Maar zoo luidt nog de roepstem des Heeren tot elken zondaar: „Behoud u naar Christus henen, opdat gij niet omkomt.” Ook tot u, die onbekeerd zijt, komt de vermaning: Behoud u naar Christus henen, opdat gij niet omkomt. ’t Is de Heere Zelf, Die het u weer laat toeroepen en nog geen lust heeft in uw verderf. O, sla zijn roepstemmen niet in den wind! Indien gij op zoo groote zaligheid geen acht geeft, blijft er geen slachtoffer over voor de zonden maar een schrikkelijke verwachting des oordeels en een hitte des vuurs, dat de tegenstanders zal verslinden. Als er êéne geschiedenis is in Gods Woord, die ons het woord des Heeren bevestigt, dat het vreeselijk is voor den goddelooze en zondaar om te vallen in de handen des levenden Gods, en dat de rechtvaardige nauwelijks zalig wordt, dan is het wel de geschiedenis van Sodom. . . . en van Lot. Ja, nauwelijks zalig! Dat mag wel het opschrift zijn boven Lots geschiedenis, maar ook boven de levensgeschiedenis van al Gods kinderen, al wordt het bij den eenen meer duidelijk aanschouwd dan bij den ander!
Moet gij dat niet reeds belijden, gij die aanvankelijk uit het Sodom der wereld door God uitgeleid werd? Klinkt niet telken dage u bij vernieuwing in de ooren: Behoud u naar Jezus henen, opdat gij niet omkomt? Moet ge niet elken dag weer bij vernieuwing vluchten naar den Rotssteen Jezus Christus, om beveiligd te zijn tegen de dreigende oordeelen Gods? Immers gij moet het belijden, dat ook gij door uwe zonden den dood verdiend hebt, en dat ge, zelfs na ontvangene genade, de schuld nog dagelijks meerder maakt.
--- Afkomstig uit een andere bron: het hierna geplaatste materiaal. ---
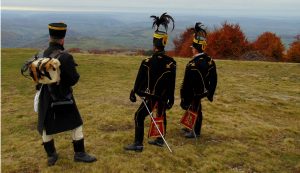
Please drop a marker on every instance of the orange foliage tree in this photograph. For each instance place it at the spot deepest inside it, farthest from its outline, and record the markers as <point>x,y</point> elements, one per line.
<point>293,54</point>
<point>227,42</point>
<point>183,42</point>
<point>269,45</point>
O! waar zoudt ge u bergen, indien gij niet vluchten kondt naar de door God Zelf aangewezen schuilplaats tegen de oordeelen Gods, n.l. Jezus Christus, Die u beveiligen kan voor het vlammend vuur van Gods oordeelen, omdat Hij Zelf dat oordeel, dat u moest treffen, op Golgotha opgevangen heeft; en er onder door gegaan is, om u er van te bevrijden. En zijt gij nu bij aanvang door Hem gered en in Hem geborgen, het zal uw dagelijksche behoefte zijn om steeds meer door Hem gered te worden, en in Hem geborgen te worden voor de dreigende oordeelen Gods, die eens in den jongsten dag over de gansche wereld komen zullen.
De voorteekenen daarvan worden dagelijks reeds gezien in de oordeelen, die de Heere in dezen tijd over de wereld en hare inwoners, uitgiet. Wat al gerichten gaan er over de aarde, die de harten der menschenkinderen met vreeze en ontzetting vervullen over de dingen die komen zullen. Dat kan ook den ontdekten zondaar bij oogenblikken met vreeze vervullen. Hoe noodig is het dus in Christus geborgen te zijn, en dagelijks, gelijk ons Doopsformulier zegt: de wereld te verlaten en in een nieuw godzalig leven te wandelen. Hoe gevaarlijk het is in die wereld te leven, zien we aan Lot. Door de begeerlijkheid overmand, heeft hij Sodom tot zijn woonplaats gekozen. Maar nu moet hij ondervinden, dat het schoone van deze wereld ons in vreeselijk gevaar brengt. Ach Gods kind begeert soms ook iets van hetgeen die wereld bezit. En hij beseft niet dat hij zich daardoor in namelooze gevaren stort. Helaas! ook de aanvankelijk begenadigde kan door eigen schuld in de strikken van zonde en wereld verward raken, evenals Lot? Want zeker! Lot is een geloovige! Ofschoon bij oogenblikken de gedachte ons bekruipt: zou het wel waar zijn? de Schrift telt hem onder de keurlingen Gods, als zij zegt, dat hij dagelijks zijn rechtvaardige ziel gekweld heeft bij het zien van Sodoms ongerechtigheid en dat hij vermoeid was van hun ontuchtigen wandel, 2 Petr. 6:7—9. Maar als wij met de wereld wenschen te leven en te genieten, zijn we in gevaar om met de wereld om te komen. Dat ondervond ook Lot. Wat een ure van angst en benauwdheid was het voor hem, toen Sodom door de vlammen van Gods toorn verteerd werd. Wat hem onderscheidde van en redde uit het oordeel was alleen Gods genade, die nooit laat varen de werken zijner handen! Wondere trouwe en genade Gods, die de voorwerpen zijner ontferming, niettegenstaande al hunne dwaasheden, redt en behoudt, en ze niet alleen heenwijst naar de Rots der ontkoming, Jezus Christus, maar ze ook zelf door Zijn Geest er heenleidt, zoowel bij aan- als voortgang en hen telkens bij vernieuwing toeroept: „Behoudt u naar het gebergte der behoudenis; naar Christus henen; opdat gij niet omkomt.” Welgelukzalig de zondaar, die een voorwerp mag zijn van zijne genade, en eeuwig in Christus mag geborgen zijn, zoodat hij niet omkomt.

v.d. B.

Dit artikel werd u aangeboden door: De Wekker

Deze tekst is geautomatiseerd gemaakt en kan nog fouten bevatten. Digibron werkt voortdurend aan correctie. Klik voor het origineel door naar de pdf. Voor opmerkingen, vragen, informatie: contact.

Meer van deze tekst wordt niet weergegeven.